Played En Garde and it’s got a neat little combat system and general beat-em-up structure. It’s not perfect but feels like it shares a lot of the design philosophy of combat-oriented Devolver games (although it isn’t Devolver) where it’s about clearing rooms quickly, stylishly, without being hit and just a few enemy variants.
It’s got Arkham crowd control DNA although the camera locks you to face forward in combat. You’re mostly playing reactively and the moveset boils down to an attack-parry-dodge menu with kicking and throwing objects for environmental interaction. When things work, and you don’t get touched, it can feel very good, but you can get away with a lot by just spamming dodge. Although you can remain safe quite easily, you can make some nice stage fencing happen. It’s just not necessary to be fully effective. So, the question for the player is how much do you want to roleplay into the fantasy of being bisexual Zorro.

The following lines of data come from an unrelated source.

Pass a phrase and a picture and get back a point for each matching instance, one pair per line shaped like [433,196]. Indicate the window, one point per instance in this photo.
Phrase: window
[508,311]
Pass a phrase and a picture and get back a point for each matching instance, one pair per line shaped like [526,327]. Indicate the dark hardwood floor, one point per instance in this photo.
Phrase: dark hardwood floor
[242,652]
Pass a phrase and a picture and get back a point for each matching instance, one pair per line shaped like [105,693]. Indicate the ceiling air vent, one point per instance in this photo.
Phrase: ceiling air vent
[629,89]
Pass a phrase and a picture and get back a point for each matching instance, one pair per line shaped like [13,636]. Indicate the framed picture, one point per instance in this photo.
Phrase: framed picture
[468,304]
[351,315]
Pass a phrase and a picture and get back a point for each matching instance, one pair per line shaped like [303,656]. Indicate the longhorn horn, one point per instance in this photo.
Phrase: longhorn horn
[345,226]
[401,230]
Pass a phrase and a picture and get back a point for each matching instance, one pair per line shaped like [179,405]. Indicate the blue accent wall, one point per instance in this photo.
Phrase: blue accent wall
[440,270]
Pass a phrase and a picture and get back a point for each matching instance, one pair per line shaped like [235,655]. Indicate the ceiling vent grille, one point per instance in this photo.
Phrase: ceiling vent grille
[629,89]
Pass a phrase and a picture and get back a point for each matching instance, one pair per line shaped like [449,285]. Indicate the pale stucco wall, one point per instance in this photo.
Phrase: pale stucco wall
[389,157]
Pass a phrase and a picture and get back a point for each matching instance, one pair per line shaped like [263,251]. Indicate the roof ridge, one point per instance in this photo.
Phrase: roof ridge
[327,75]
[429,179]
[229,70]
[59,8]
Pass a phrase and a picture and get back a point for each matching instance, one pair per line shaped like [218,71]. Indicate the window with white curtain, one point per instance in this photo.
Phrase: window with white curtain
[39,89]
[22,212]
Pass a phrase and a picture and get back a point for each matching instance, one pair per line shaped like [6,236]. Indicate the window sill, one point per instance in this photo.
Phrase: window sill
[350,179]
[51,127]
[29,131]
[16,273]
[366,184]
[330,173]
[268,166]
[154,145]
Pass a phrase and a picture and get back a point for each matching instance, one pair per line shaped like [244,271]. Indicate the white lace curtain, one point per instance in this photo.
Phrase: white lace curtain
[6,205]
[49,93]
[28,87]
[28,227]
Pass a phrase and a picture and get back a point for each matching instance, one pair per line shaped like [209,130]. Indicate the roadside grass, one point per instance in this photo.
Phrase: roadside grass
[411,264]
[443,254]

Collisions get a bit juddery and kickable objects mess up a lot of stuff by blocking you or enemy pathfinding. Soldiers can get stuck on ledges and things interacts strangely whenever something moves over the side of a ramp/stairs. There’s a soft lock-on that tethers you to an enemy, which is fine, but when you’re surrounded you often want to be somewhere else so you’re trying to wrestle with the system to get out of an enemy’s orbit. You can sprint around a room in a way that enemies can’t, but lock-on slows your pace right down and moving between the two is fussy.
Even though the game’s focus isn’t platforming, levels feature this automatic rope and pole swinging traversal mechanic that feels silkier than some parkour mechanics in other games. Generally, I’m impressed with the levels since they mix function and fiction simply and don’t feel overly ambitious, tripping over itself to be like a bigger game. The final level is the only one with a bridge over water which feels more like a mechanical novelty since it lets you one-shot enemies by staggering then kicking them off. There are only 4 levels total, but they work to teach you and focus around a central idea with a unique visual theme for each. It’s how beat-em-up levels should be, and the size of the game feels right for an indie. There’s an arena mode I didn’t really play with much, but I guess somebody could spend ages getting really good at it. You can also just blaze through it if you want.
I think when people complain about games being too long, they’re really getting at a scale issue since this game could sustain interest for 4 hours or 40 depending on what you want from it, but it’s been tuned to fit a wide range and doesn’t demand a huge time investment to access the meat. That said, the game isn’t really essential but is a good execution of swashbuckler.